This post is adapted from an internal mail.  The customers were somewhat confused about the reason their callstacks looked so different in Sampling mode and Instrumentation mode.  Let's say your program consists of only 2 DLLs, foo.dll and bar.dll. 

Foo.dll has two functions, Foo1 and Foo2.
Bar.dll has two functions, Bar1, and Bar2.

Imagine this call stack: Foo1 calls Bar1 calls Bar2 calls Foo2.

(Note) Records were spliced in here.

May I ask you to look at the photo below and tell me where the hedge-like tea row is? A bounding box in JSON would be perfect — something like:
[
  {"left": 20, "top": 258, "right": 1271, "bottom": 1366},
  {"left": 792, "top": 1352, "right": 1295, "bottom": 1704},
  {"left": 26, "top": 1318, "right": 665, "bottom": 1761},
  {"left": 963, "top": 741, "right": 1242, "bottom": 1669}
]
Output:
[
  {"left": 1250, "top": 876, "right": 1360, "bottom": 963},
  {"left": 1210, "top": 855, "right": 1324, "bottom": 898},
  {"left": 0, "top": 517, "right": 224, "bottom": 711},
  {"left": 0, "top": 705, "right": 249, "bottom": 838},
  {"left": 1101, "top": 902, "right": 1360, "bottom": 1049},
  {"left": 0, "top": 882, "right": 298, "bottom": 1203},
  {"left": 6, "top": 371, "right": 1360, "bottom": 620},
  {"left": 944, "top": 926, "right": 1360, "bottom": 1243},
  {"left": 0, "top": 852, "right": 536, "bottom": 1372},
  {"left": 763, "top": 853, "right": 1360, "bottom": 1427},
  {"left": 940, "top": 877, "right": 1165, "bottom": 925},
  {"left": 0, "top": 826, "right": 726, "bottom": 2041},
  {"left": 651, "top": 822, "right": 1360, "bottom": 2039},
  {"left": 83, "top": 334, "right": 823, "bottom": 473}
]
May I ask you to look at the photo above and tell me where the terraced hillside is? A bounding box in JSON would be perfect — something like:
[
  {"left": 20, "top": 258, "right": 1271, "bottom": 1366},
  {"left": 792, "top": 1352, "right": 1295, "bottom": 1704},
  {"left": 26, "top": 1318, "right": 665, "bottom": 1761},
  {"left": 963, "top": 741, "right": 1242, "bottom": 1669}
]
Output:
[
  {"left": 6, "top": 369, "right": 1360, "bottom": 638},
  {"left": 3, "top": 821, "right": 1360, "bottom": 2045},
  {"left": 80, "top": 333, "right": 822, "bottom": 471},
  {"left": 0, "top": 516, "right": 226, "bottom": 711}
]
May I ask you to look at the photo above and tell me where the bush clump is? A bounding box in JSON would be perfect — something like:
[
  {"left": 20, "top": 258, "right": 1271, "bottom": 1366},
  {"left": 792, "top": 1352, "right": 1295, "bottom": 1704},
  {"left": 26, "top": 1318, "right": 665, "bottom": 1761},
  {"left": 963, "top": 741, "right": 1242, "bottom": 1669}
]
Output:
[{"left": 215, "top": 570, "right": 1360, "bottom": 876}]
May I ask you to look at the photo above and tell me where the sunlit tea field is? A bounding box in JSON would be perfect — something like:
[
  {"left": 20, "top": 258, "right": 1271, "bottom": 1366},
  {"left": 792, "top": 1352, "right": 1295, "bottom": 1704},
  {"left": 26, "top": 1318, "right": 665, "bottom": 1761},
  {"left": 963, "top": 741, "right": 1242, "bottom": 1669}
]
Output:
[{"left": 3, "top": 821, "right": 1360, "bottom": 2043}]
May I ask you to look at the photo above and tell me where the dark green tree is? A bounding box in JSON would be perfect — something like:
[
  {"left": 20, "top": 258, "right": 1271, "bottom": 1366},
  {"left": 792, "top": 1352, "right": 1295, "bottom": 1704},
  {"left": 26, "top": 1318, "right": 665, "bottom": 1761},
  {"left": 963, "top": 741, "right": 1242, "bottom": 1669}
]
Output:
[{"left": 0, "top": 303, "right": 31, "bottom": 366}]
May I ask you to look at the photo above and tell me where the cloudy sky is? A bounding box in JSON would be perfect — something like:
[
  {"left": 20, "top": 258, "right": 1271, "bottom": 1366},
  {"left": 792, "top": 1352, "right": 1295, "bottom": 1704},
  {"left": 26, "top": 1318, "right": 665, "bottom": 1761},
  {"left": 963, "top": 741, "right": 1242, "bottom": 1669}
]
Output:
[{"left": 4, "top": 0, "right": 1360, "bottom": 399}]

In sampling you would see: ( as expected ):

Foo1
            Bar1
                        Bar2
                                    Foo2

Now let's say you look at the sampling stats and determine that your actual problem is in foo.dll since all the exclusive samples are in Foo2.
So you instrument foo.dll (and NOT bar.dll) to drill down on it.  The callstack would be:

The callstack would be:

Foo1
            Bar1
                        Foo2

This is a little counter-intuitive.  The reason is that we add probe points the entry point of each function AND any call site that is external to the dll

So in the body of Foo1 and foo2:

Void Foo1()
{
            FUNC_ENTER(foo1);

            // do some stuff

            EXTERNAL_CALL_ENTER(foo1,bar1);
            Bar1();
            EXTERNAL_CALL_EXIT(foo1,bar1);

            // do some more stuff

            FUNC_EXIT(foo1);         
}

Void Foo2()
{
            FUNC_ENTER(foo2);
            //stuff
            FUNC_EXIT(foo2);                     
}

The sequence of probes we see leads to the truncated call stack above, which lacks knowledge of Bar2.